Eudrilus eugeniae, also called the "African nightcrawler", is an earthworm species native to tropical west Africa and now widespread in warm regions under vermicompost; it is an excellent source of protein and has great pharmaceutical potential.

== Growth ==
Fecundity, growth, maturation and biomass production were all significantly greater at 25 °C than 15°, 20°or 30°. {25 °C = 77 °F}

The growth of individual earthworms increases as the population density lowers, but the greatest overall earthworm biomass production occurs at the highest population density.

The greatest number of cocoons per week and the number of hatchlings per cocoon are obtained at 25 °C. Cocoons of E. eugeniae hatched in only 12 days at 25 °C, and the worms reach sexual maturity in as little as 35 days after hatching.

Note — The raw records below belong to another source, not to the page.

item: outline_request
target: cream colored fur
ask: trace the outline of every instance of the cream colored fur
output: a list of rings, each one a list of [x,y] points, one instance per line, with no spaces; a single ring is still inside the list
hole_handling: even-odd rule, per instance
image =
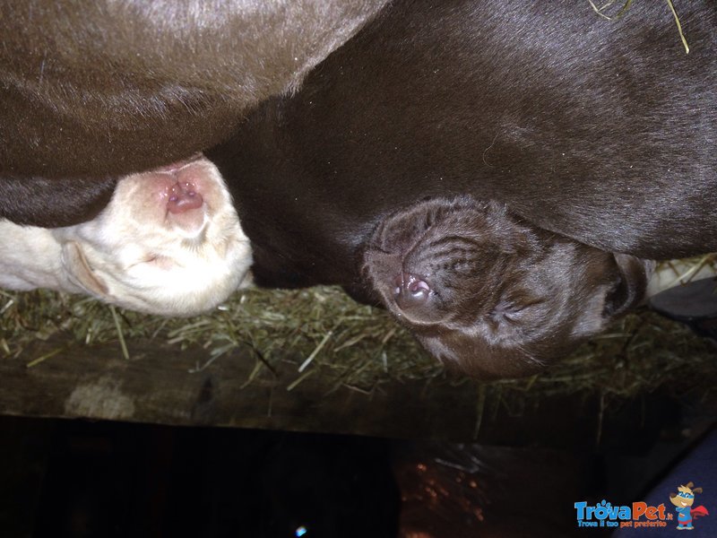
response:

==Etymology and taxonomy==
Named after Johan Gustaf Hjalmar Kinberg's Swedish survey ship, the 'Eugenie'. This species was first described by Hjalmar Kinberg in 1867 and originally named Lumbricus eugeniae.

== Life cycle ==
Throughout its life cycle, E. eugeniae grows much more rapidly than Eisenia fetida, in similar environmental conditions. The African nightcrawler grows well at a temperature of 24–30 C. Maximum weight of around 2.5 grams occurs within 8–10 weeks.

The African nightcrawler has a uniform purple-grey sheen and the posterior segments are evenly tapered to a point. The segments of the brandling worm (Eisenia fetida) alternate reddish-orange and brown; the posterior segments do not taper, and the final segment is blunt.